Une loi perçue comme une menace pour l’autonomie de la profession

Les robes noires, massées devant l’enceinte parlementaire, pointent du doigt les dispositions contestées du texte. Parmi elles, le transfert au ministère de la Justice des prérogatives en matière de formation et de discipline des avocats. Ils craignent également un abaissement de l’âge d’accès à la profession, une mesure qu’ils considèrent comme une atteinte à la qualité et à la rigueur de leur métier.

Aziz Rouibah, bâtonnier de Rabat, a alerté sur les risques encourus : «Nous sommes menacés dans notre existence même. Certains acteurs cherchent à organiser la mise à mort symbolique de notre profession.» Pour lui, ce projet de loi incarne une offensive législative féroce contre les avocats, qu’il est impératif de contrer.

Un appel aux parlementaires pour une législation respectueuse de l’intérêt général

Me Mounir Belghiti, membre du Conseil de l’Ordre des avocats de Rabat, a qualifié ce rassemblement de dernier avertissement aux élus. Il insiste sur la nécessité d’une loi qui serve l’intérêt général plutôt que des intérêts particuliers. «Si nous laissons place à des textes conçus pour des situations exceptionnelles, nous ébranlerons un pilier essentiel de la démocratie.»

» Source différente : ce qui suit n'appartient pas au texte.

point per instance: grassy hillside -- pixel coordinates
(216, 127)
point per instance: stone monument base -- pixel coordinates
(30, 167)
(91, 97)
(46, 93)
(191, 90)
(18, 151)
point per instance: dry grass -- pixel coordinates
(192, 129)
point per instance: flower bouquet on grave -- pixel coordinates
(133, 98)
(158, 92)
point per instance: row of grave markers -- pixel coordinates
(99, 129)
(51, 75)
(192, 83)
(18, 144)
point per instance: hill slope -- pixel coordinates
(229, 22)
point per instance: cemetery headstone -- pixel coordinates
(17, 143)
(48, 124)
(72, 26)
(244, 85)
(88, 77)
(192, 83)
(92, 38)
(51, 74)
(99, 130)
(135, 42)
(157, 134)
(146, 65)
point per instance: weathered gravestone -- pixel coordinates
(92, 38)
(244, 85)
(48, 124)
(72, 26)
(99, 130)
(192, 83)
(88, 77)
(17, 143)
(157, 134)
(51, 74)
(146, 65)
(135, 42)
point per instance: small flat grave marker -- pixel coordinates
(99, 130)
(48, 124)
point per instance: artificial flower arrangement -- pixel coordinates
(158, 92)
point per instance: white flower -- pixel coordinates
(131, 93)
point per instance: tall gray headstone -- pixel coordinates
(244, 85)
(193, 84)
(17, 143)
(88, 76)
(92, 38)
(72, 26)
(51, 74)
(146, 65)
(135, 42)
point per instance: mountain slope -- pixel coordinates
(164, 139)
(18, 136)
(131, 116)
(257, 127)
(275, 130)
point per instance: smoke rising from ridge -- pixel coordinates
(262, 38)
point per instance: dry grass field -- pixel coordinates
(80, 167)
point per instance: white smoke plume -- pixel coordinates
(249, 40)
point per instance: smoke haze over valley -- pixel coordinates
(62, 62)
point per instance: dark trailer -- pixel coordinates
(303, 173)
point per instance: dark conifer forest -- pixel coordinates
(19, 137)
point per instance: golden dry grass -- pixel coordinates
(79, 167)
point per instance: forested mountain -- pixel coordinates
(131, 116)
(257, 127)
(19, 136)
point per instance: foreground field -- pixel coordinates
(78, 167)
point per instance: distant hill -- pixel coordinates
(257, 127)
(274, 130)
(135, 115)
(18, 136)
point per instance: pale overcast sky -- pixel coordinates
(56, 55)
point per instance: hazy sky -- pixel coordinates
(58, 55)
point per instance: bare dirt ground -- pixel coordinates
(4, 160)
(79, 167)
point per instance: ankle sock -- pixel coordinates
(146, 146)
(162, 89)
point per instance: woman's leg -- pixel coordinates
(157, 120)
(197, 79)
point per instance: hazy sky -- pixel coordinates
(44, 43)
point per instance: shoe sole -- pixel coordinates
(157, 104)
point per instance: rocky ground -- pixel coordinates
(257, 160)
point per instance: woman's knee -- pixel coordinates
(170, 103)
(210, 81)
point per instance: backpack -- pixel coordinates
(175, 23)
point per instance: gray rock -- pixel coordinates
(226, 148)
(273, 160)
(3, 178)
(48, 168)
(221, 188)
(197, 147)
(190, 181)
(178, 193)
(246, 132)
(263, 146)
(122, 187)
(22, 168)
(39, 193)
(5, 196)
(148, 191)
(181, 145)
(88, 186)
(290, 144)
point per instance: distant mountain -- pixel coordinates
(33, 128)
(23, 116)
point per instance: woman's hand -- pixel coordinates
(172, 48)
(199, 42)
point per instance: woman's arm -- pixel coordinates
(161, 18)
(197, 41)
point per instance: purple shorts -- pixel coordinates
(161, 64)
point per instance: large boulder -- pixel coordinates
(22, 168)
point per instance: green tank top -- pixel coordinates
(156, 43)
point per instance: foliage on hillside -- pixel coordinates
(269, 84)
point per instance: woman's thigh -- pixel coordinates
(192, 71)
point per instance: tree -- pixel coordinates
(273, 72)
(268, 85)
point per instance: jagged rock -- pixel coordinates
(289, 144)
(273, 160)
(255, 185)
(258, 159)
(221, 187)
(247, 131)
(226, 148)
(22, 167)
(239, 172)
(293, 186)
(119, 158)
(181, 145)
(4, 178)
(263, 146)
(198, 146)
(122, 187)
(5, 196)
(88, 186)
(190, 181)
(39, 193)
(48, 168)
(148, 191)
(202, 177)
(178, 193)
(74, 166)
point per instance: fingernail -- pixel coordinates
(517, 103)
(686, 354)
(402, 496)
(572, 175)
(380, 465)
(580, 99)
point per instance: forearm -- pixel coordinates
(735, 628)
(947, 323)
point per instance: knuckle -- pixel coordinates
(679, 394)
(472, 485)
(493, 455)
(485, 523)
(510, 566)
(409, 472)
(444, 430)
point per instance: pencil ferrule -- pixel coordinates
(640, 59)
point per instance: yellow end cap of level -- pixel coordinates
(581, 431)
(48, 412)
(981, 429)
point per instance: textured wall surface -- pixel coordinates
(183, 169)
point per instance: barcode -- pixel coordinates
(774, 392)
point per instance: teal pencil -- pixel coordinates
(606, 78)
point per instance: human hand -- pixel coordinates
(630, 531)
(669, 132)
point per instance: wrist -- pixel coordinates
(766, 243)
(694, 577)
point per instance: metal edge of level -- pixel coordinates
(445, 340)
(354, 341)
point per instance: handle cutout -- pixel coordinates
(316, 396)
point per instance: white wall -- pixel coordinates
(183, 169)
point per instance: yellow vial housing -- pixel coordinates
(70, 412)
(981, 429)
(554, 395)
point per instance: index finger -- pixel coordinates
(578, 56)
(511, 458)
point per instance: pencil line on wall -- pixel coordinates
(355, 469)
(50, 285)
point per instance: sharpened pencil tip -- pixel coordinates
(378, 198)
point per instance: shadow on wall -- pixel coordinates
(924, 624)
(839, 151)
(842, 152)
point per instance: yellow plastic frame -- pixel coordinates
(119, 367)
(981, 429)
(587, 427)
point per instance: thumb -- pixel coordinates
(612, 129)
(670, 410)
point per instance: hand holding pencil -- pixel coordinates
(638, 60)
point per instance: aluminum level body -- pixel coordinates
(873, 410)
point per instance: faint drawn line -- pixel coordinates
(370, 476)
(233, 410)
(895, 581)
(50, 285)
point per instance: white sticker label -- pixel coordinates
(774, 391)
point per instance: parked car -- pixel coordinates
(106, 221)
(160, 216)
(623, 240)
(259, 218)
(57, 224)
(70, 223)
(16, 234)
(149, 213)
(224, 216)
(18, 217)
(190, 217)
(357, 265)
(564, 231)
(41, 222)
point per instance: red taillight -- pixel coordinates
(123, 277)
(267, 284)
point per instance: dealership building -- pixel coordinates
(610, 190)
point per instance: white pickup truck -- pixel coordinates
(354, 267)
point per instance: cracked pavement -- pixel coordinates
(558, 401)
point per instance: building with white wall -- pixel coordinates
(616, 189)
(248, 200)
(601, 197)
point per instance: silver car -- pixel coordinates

La mobilisation, dont la durée dépendra des débats parlementaires, s’intensifie alors que les discussions sur le projet de loi se poursuivent cette semaine à la Chambre des conseillers. Tout amendement adopté pourrait entraîner un renvoi du texte en Commission de la justice de la Chambre des représentants pour une nouvelle lecture.

Des conséquences directes sur la justice marocaine

Dans l’immédiat, les juridictions du Maroc subissent de plein fouet les retombées de cette grève. Les audiences sont reportées, plongeant les justiciables dans une incertitude alarmante. Les personnes en détention préventive, notamment, voient leurs procédures judiciaires retardées depuis près d’un mois.

L’Association des barreaux du Maroc, qui fédère l’ensemble des ordres d’avocats du Royaume, reste en première ligne pour défendre les droits de la profession et alerter sur les dangers de ce projet de loi.